This project enhances the autonomy of a grass-cutting robot (Clearpath Moose) to operate on uneven, hilly terrain. The system addresses slope hazards through three core software components:

  1. Extended Kalman Filter (EKF): Fuses wheel odometry with compass data for accurate localization.
  2. 3D LiDAR Mapping: Builds an OctoMap-based occupancy grid to represent complex terrain.
  3. Slope-Aware Navigation: Uses an A* planner with a custom cost function to identify and avoid hazardous gradients (>20°) while maintaining coverage.

Main Source Code

The core logic for this project is found in the following file:

.../moose/moose/controllers/moose_path_following/moose_path_following.c


Prerequisites

  • Webots R2022a

System Architecture

1. Kinematics & Low-Level Control

  • Modified Hardware Interface: Custom Moose.proto with 8-wheel PositionSensors enabled closed-loop odometry.
  • Differential Drive Logic: Converts raw encoder ticks into metric state estimates (x, y, θ) using skid-steering kinematics.

2. Sensor Fusion (EKF)

  • State Prediction: Propagates system uncertainty (Covariance Matrix P) based on motion model.
  • Update Step: Fuses magnetometer (compass) yaw with the prediction to eliminate odometric drift.
  • Auto-Calibration: Solves coordinate frame mismatch by aligning odometry θ with the initial compass reading.

3. 3D Mapping (OctoMap)

  • LiDAR Pipeline: Filters point clouds (0.3m < d < 50m) and downsamples using a 2003 voxel grid.
  • Occupancy Grid: Probabilistic log-odds update model with dynamic map recentring for unbounded exploration.
  • Traversability Analysis: Converts 3D data into a 2D cost map, penalizing surface roughness and slopes.

4. Navigation & Planning

  • Slope-Aware A:* Global planner that treats gradients > 20° as obstacles.
  • Hazard Detection: High-frequency (32ms) safety layer that monitors IMU Roll/Pitch to prevent tipping.
  • Stuck Recovery: Monitors displacement over 5s windows; triggers reversing manoeuvres if the robot is physically stuck.

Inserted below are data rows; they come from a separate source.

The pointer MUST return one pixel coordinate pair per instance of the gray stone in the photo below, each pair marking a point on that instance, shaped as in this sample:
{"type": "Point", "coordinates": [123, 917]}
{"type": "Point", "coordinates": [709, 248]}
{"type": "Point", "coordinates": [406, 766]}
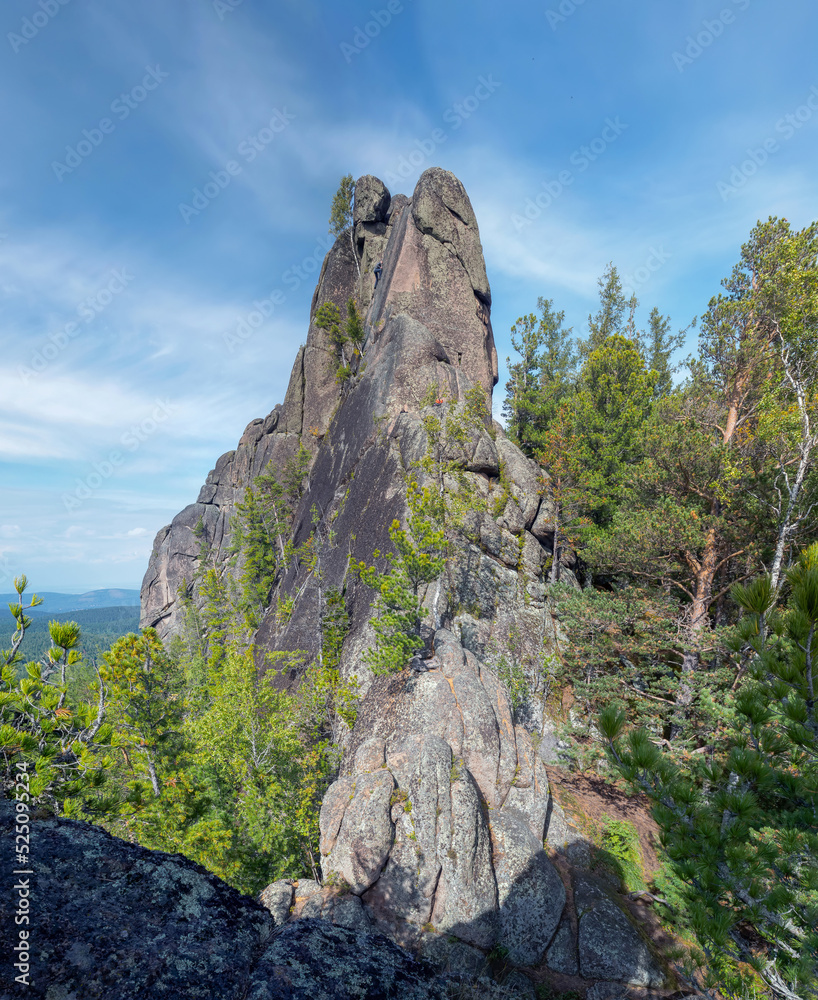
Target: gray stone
{"type": "Point", "coordinates": [607, 991]}
{"type": "Point", "coordinates": [609, 945]}
{"type": "Point", "coordinates": [562, 952]}
{"type": "Point", "coordinates": [278, 898]}
{"type": "Point", "coordinates": [520, 984]}
{"type": "Point", "coordinates": [530, 893]}
{"type": "Point", "coordinates": [366, 833]}
{"type": "Point", "coordinates": [115, 920]}
{"type": "Point", "coordinates": [370, 755]}
{"type": "Point", "coordinates": [313, 959]}
{"type": "Point", "coordinates": [371, 200]}
{"type": "Point", "coordinates": [441, 208]}
{"type": "Point", "coordinates": [452, 956]}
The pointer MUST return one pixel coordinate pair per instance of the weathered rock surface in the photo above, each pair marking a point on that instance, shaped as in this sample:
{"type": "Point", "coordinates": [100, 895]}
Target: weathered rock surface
{"type": "Point", "coordinates": [610, 946]}
{"type": "Point", "coordinates": [441, 822]}
{"type": "Point", "coordinates": [464, 848]}
{"type": "Point", "coordinates": [116, 921]}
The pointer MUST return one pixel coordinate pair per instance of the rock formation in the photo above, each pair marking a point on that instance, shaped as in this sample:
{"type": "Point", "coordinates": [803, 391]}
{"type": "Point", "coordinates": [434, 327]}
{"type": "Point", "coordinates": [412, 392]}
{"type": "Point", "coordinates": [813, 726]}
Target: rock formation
{"type": "Point", "coordinates": [114, 921]}
{"type": "Point", "coordinates": [439, 827]}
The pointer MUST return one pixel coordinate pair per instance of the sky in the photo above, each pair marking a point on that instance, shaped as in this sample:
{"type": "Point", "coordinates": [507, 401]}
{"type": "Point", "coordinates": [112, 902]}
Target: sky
{"type": "Point", "coordinates": [167, 168]}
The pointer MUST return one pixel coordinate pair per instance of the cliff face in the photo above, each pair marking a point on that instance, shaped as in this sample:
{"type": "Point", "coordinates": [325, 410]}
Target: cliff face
{"type": "Point", "coordinates": [428, 329]}
{"type": "Point", "coordinates": [441, 824]}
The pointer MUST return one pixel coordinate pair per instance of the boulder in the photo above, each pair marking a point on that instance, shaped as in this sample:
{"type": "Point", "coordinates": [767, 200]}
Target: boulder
{"type": "Point", "coordinates": [610, 946]}
{"type": "Point", "coordinates": [371, 200]}
{"type": "Point", "coordinates": [278, 898]}
{"type": "Point", "coordinates": [115, 920]}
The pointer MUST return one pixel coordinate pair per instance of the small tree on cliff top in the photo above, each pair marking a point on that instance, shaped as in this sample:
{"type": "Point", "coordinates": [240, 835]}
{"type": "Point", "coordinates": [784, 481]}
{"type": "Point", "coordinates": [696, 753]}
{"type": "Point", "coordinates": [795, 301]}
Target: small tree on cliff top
{"type": "Point", "coordinates": [340, 216]}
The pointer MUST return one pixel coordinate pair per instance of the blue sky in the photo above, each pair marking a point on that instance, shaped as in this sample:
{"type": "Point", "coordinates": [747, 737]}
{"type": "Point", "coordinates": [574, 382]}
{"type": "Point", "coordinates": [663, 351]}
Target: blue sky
{"type": "Point", "coordinates": [651, 134]}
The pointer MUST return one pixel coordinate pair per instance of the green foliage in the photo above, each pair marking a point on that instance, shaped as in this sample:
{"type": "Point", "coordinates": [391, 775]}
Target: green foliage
{"type": "Point", "coordinates": [418, 559]}
{"type": "Point", "coordinates": [542, 378]}
{"type": "Point", "coordinates": [145, 703]}
{"type": "Point", "coordinates": [346, 339]}
{"type": "Point", "coordinates": [341, 211]}
{"type": "Point", "coordinates": [619, 851]}
{"type": "Point", "coordinates": [738, 825]}
{"type": "Point", "coordinates": [99, 628]}
{"type": "Point", "coordinates": [63, 744]}
{"type": "Point", "coordinates": [261, 530]}
{"type": "Point", "coordinates": [657, 346]}
{"type": "Point", "coordinates": [614, 318]}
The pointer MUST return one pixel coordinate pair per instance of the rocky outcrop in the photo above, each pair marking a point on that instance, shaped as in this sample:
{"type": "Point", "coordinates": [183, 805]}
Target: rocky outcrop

Authorship & Contributions

This project was a collaborative effort. The specific contributions for assessment purposes are listed below.

Yichang Chao

Role: Robot Modelling, Low-level Control & Kinematics File: protos/Moose.proto, controllers/moose_path_following/moose_path_following.c Key Contributions:

  • Modified Moose.proto to add 8-wheel feedback sensors.
  • Implemented low-level C driver for motor/sensor interfacing.
  • Developed Differential Drive Odometry and EKF Prediction step.

Ran Zhang

Role: Sensor Fusion, Calibration & Validation File: controllers/moose_path_following/moose_path_following.c Key Contributions:

  • Implemented EKF Update step (Compass fusion).
  • Developed the "Auto-Alignment" routine to fix coordinate frame inversion.
  • Built the GPS Ground Truth validation system.

Piero Flores López

Role: 3D Mapping & Environment Reconstruction File: controllers/moose_path_following/moose_path_following.c Key Contributions:

  • Built the LiDAR processing pipeline (Filtering, Voxel Grid, Transform).
  • Implemented OctoMap-style occupancy grid and ICP Scan Matching.
  • Developed the Traversability Cost function (Slope + Roughness).

Inika Kumar

Role: Path Planning, Hazard Detection & Evaluation File: controllers/moose_path_following/moose_path_following.c Key Contributions:

  • Implemented the slope-aware A* global planner.
  • Developed the IMU-based Hazard Detection safety layer.
  • Integrated the Navigation Controller (Path Following + Performance Metrics).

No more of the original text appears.